Mahraun earned a Bachelor of Music Education degree from Wartburg College, Master of Music degrees in conducting and performance from the University of Northern Iowa, and a Doctor of Musical Arts degree in the literature and performance of choral music from the University of Colorado at Boulder.
His major professors in the choral area have included Joan Catoni Conlon, Lawrence Kaptein, Bruce Chamberlain and Paul Torkelson. Mahraun has also done post-doctoral work through summer study with Peter Phillips in Renaissance repertoire and performance practice, and sabbatical research with Kathy Saltzman Romey on Bach’s St. Matthew Passion, and with Philip Brunelle in choral techniques and the music of Swedish composers.
Mahraun maintains an active interest in the editing and arranging of music for choirs, including music published by MorningStar Music.
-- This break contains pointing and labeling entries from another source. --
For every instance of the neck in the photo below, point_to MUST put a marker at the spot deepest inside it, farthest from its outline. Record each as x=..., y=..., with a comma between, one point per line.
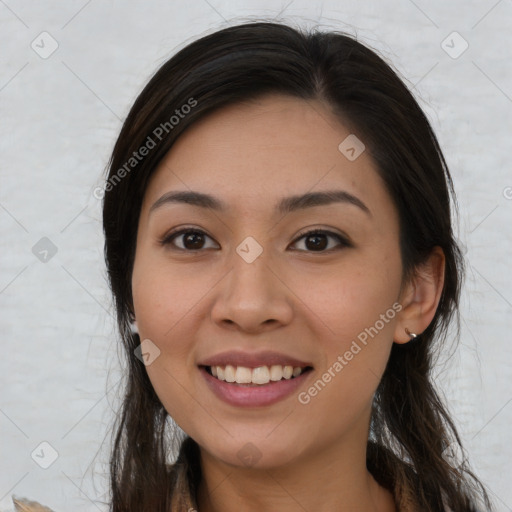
x=335, y=479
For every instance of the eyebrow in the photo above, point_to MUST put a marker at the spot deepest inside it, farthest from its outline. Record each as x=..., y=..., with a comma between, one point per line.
x=284, y=206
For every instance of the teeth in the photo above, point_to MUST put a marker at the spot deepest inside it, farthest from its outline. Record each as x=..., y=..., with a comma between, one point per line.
x=243, y=375
x=229, y=373
x=260, y=375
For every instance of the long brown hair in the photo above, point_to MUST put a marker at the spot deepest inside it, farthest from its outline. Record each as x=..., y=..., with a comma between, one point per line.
x=410, y=427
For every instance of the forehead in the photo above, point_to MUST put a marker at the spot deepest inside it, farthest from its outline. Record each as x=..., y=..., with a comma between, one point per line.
x=263, y=149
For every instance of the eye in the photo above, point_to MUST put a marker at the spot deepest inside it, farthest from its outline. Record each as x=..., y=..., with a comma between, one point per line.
x=317, y=240
x=192, y=239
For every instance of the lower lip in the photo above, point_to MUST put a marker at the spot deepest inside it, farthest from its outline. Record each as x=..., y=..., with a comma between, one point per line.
x=253, y=396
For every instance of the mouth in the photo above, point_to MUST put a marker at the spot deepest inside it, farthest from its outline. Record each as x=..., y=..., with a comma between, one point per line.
x=259, y=376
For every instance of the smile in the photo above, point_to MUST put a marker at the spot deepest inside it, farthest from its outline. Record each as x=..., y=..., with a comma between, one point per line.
x=255, y=376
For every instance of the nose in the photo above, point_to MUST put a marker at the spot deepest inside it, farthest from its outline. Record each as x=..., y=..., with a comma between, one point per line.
x=253, y=297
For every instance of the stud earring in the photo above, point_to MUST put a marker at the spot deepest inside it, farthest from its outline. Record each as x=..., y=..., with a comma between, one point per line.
x=410, y=334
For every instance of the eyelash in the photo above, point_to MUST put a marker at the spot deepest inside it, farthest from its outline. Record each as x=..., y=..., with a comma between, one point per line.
x=167, y=240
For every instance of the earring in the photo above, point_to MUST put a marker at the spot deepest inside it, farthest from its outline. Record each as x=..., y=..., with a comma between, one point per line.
x=410, y=334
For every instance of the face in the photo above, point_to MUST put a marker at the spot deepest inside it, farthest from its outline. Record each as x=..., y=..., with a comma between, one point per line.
x=244, y=292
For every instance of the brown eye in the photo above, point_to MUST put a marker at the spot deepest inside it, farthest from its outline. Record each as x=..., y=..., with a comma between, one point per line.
x=317, y=240
x=191, y=239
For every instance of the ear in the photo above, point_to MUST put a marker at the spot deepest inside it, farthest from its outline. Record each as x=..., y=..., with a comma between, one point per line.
x=420, y=297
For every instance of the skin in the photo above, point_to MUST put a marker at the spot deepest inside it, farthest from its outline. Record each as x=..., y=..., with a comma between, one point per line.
x=304, y=302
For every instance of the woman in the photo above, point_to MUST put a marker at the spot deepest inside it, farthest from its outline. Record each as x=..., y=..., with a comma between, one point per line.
x=281, y=255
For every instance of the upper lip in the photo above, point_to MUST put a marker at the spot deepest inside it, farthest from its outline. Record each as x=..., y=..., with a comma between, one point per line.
x=254, y=360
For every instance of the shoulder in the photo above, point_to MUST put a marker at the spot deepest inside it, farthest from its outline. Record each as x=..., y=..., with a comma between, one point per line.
x=25, y=505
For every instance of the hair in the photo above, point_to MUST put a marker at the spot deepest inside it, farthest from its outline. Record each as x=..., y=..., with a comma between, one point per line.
x=410, y=428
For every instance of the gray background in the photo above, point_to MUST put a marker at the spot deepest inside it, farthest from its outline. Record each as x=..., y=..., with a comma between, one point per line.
x=59, y=117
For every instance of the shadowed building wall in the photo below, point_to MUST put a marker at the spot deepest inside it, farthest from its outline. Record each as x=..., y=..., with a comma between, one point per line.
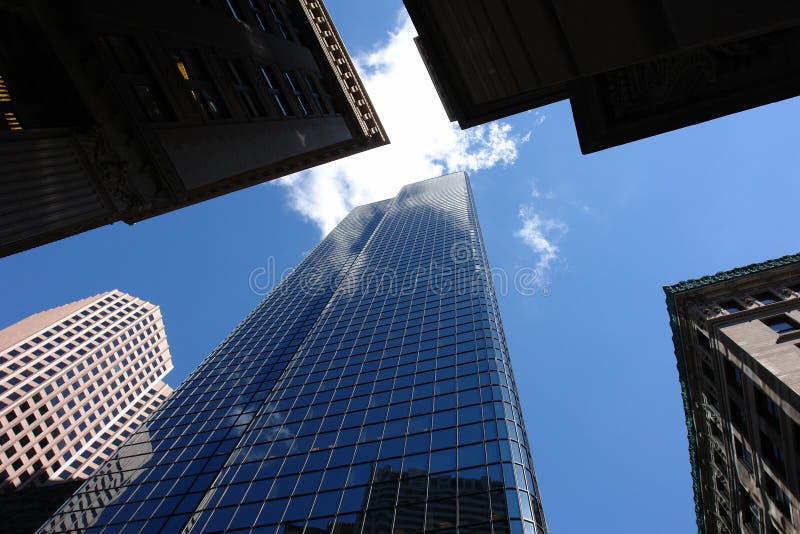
x=737, y=341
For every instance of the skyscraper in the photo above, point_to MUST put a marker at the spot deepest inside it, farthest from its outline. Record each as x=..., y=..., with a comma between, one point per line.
x=115, y=110
x=370, y=391
x=631, y=69
x=75, y=382
x=737, y=342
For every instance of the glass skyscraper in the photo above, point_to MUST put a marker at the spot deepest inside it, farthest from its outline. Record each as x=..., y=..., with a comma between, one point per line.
x=370, y=392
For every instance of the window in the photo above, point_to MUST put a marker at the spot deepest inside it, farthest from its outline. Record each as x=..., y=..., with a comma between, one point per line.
x=199, y=85
x=773, y=452
x=275, y=91
x=232, y=8
x=301, y=101
x=777, y=495
x=744, y=454
x=767, y=297
x=258, y=14
x=782, y=324
x=734, y=375
x=244, y=90
x=730, y=306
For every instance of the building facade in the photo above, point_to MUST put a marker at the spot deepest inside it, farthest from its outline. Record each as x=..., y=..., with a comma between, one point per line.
x=116, y=110
x=371, y=391
x=631, y=69
x=76, y=382
x=737, y=342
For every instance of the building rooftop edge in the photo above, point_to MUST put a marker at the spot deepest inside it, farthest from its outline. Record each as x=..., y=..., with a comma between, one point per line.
x=732, y=274
x=671, y=291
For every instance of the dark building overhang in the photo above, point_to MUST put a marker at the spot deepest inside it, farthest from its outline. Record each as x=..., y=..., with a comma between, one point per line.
x=673, y=293
x=84, y=153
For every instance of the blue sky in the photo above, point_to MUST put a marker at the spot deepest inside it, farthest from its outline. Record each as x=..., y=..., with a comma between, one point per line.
x=591, y=346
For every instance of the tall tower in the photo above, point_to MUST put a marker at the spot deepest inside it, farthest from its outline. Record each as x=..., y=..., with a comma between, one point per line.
x=75, y=381
x=371, y=391
x=737, y=342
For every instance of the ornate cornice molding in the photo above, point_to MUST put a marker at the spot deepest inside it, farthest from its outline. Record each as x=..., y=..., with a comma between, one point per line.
x=342, y=66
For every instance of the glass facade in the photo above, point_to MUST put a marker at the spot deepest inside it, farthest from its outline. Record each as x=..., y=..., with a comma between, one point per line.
x=370, y=392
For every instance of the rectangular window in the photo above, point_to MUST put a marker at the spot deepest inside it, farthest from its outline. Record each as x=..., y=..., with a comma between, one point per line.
x=744, y=454
x=278, y=19
x=781, y=324
x=703, y=340
x=232, y=9
x=258, y=15
x=731, y=306
x=777, y=495
x=316, y=94
x=134, y=73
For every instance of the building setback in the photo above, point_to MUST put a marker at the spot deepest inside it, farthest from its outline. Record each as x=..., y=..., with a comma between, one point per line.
x=116, y=110
x=737, y=341
x=371, y=391
x=76, y=382
x=631, y=69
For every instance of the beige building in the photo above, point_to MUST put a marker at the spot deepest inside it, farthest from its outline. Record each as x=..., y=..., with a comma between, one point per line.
x=737, y=342
x=75, y=382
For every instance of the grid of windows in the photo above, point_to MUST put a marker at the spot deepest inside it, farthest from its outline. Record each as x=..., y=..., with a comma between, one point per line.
x=370, y=392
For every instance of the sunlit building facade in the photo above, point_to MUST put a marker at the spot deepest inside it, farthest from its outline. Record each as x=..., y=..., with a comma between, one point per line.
x=75, y=382
x=119, y=111
x=371, y=391
x=737, y=342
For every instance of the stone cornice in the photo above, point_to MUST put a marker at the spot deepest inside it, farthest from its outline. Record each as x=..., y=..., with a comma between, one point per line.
x=344, y=70
x=725, y=276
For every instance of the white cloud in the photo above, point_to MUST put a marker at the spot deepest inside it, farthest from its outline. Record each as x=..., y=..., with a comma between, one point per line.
x=424, y=143
x=540, y=234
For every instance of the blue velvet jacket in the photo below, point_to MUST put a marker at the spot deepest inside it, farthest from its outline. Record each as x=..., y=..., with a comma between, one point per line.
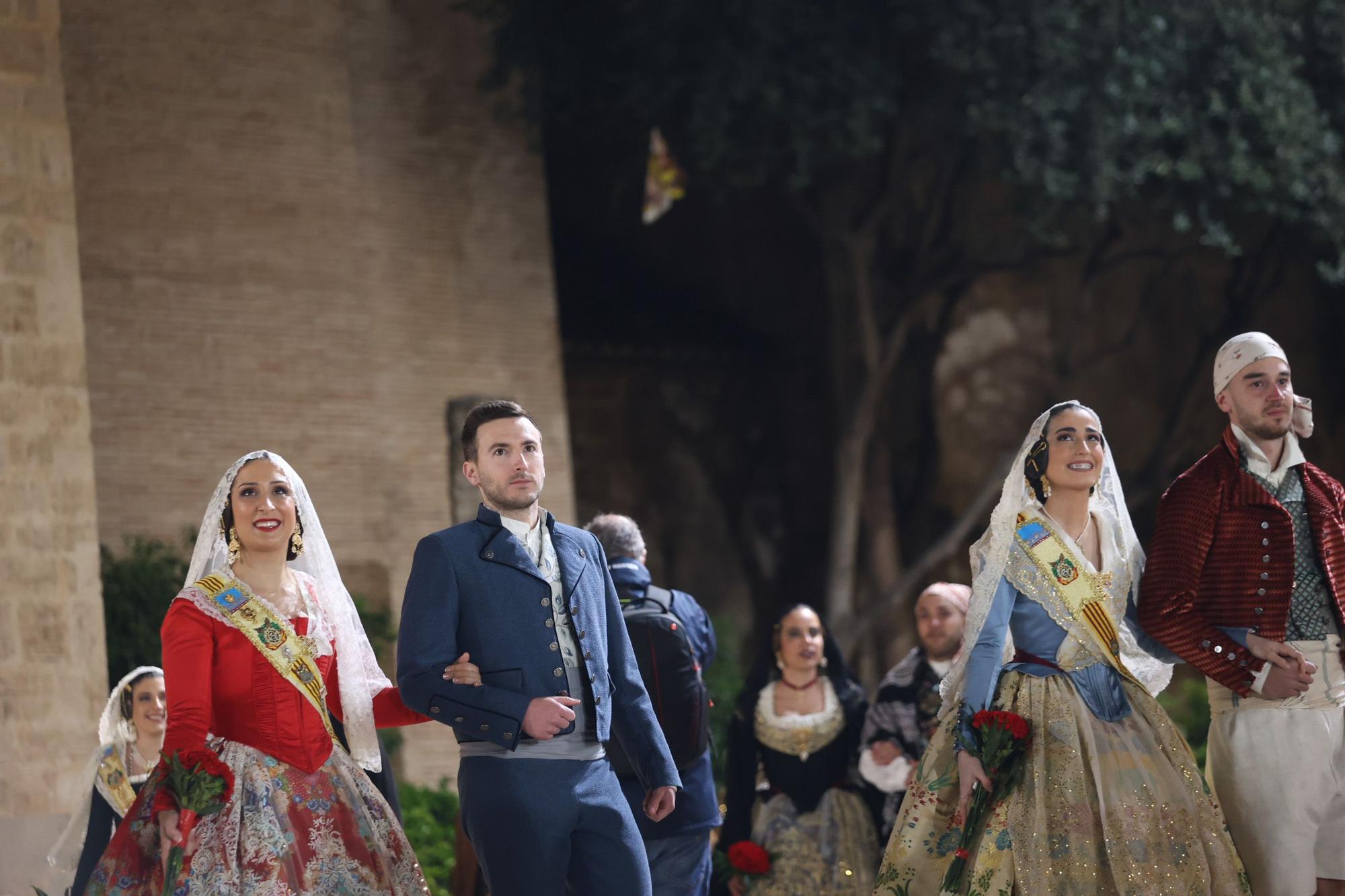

His previous choral singing has included work under the batons of Duain Wolfe, Marin Alsop, Peter Phillips and JanJoost van Elburg. In addition to frequent recitals as a lyric baritone soloist, Mahraun’s credits include professional productions of La Bohème with the Sioux City (Ia.) Symphony; The Magic Flute and Don Giovanni with the Quad-City (Ia./Ill.) Mozart Festival under conductor David Rayl. His concert and oratorio performances have included performances of Mahler’s Rückert-Lieder and Vaughan Williams’ Willow-wood with the College of St. Benedict-St. John University Symphony, as well as performances of Messiah, various Bach cantatas, and Fauré’s Requiem.
His vocal training has included study with Julie Simson and Jean McDonald, and coaching with Håkan Hagegård, Ghislaine Morgan, and the late Miguel Pinto.